Finally, an amusing advert for snus I've just seen on Youtube. (Disclaimer: I'm not endorsing this particular company, I haven't tried their product and I haven't received any money from them, yadda, yadda, yadda. I just thought you might enjoy it.)





Thursday, 28 July 2011

This is not a drill


“A hot dog a day could send you to an early grave,” says PCRM [Physicians Committee for Responsible Medicine] nutrition education director Susan Levin, M.S., R.D. “Processed meats like hot dogs can increase your risk for diabetes, heart disease, and various types of cancer. Like cigarettes, hot dogs should come with a warning label that helps racing fans and other consumers understand the health risk.”

Both the billboard and the quote above are real. This is actually happening right now in 2011. Simon Cooke has the details.

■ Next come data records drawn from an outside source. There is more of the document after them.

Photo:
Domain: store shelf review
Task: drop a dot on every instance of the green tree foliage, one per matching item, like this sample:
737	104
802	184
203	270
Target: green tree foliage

UPDATE: It appears that Physicians Committee for Responsible Medicine is a vegan/animal rights mob who are using the diet wars as a way to strike a blow for their four-legged friends. From Wikipedia:

The National Council Against Health Fraud, a nonprofit, health agency focused upon health fraud, misinformation, and quackery views the PCRM as a propaganda machine whose press conferences are charades for disguising its animal rights ideology as news events.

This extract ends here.